Dziwne, ale facet naprawdę sobie odpuścił i bez słowa skierował wzrok na gazetę.

- Andy, napijesz się czegoś?- spytała moja rodzicielka.

- Tak, herbatę poproszę. Dziękuję mamo - powiedziałem, a kobieta, jeśli się nie mylę lekko się uśmiechnęła.

Moja mama skierowała się w stronę kuchni, a ja usiadłem na fotelu, jak najdalej od starego.
Nawet nie patrzyłem w jego stronę. Już samym widokiem mnie odrzucał...

- I co już ci się znudziło..?- syknął ojczym po jakimś czasie.

- Że co?- spytałem, posyłając mu zdezorientowane spojrzenie próbując nadal wyglądać lekceważąco.

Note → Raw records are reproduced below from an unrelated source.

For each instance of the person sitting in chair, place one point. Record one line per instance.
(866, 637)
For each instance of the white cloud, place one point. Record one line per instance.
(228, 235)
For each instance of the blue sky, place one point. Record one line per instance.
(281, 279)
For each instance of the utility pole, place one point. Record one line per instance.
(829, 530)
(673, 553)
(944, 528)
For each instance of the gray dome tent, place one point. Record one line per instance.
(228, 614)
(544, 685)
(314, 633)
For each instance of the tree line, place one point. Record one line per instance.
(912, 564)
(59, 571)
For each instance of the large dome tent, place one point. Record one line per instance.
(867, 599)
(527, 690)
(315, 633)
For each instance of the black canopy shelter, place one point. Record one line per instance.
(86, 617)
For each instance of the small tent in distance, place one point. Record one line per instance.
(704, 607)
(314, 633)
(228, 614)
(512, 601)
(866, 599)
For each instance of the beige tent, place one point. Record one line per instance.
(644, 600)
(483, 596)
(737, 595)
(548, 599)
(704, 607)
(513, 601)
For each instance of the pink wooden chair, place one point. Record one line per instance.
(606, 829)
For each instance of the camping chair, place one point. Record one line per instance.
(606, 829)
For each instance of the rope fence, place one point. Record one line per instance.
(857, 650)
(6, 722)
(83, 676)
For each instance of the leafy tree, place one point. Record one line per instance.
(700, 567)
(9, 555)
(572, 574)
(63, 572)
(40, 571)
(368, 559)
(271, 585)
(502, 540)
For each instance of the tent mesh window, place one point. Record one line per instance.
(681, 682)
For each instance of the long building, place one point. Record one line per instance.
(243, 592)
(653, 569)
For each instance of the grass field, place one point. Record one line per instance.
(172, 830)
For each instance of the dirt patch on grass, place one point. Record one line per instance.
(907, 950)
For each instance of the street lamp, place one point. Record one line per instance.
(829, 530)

- No ten twój chłoptaś...- uśmiechnął się pod nosem, a ja myślałem, że z miejsca mu wyjebię.- Wróciłeś do domku...

- Nic mi się nie znudziło!- syknąłem groźnie.- I żaden chłoptaś, tylko Ryan. Tak, wróciłem. Tylko po to żeby popatrzeć sobie na ten twój krzywy ryj - uśmiechnąłem się pod nosem, czułem się bardzo zadowolony z doboru moich słów.

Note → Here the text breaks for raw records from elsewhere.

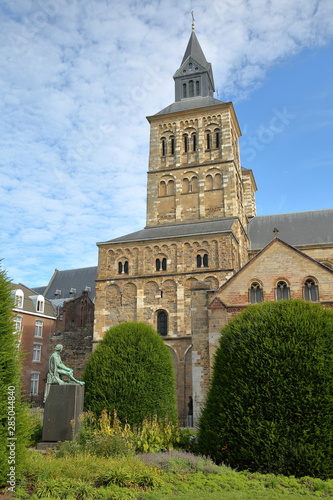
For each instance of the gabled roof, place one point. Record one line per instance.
(190, 103)
(261, 252)
(194, 50)
(30, 301)
(77, 279)
(177, 231)
(297, 229)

- Nie tym tonem pedałku - zawarczał facet, podnosząc wzrok z nad papieru.

- To się nie wtrącaj i lepiej pilnuj swoich interesów, bo twoim znajomym już chyba odpierdala...- zerwałem się z siedzenia, czując nagły napływ emocji.

Facet poraz pierwszy chyba nie ogarnął o co mi chodziło, bo patrzył się na mnie jakbym z choinki się urwał.

- Co myślałeś..?- mówiłem jak w transie, sam nie mając dowodów na wypowiadane słowa.- Że nikt się nie dowie, że jesteś wpląt- tutaj poczułem jak koleś chwyta mnie i dobija do ściany.

Po mojej klatce przeszła fala bólu, ale byłem tak pobudzony, że patrząc w oczy tego zgreda nic mnie nie ruszyło.

- Zamknij się. Rozumiesz?!- niemalże krzyknął.- Zamknij się!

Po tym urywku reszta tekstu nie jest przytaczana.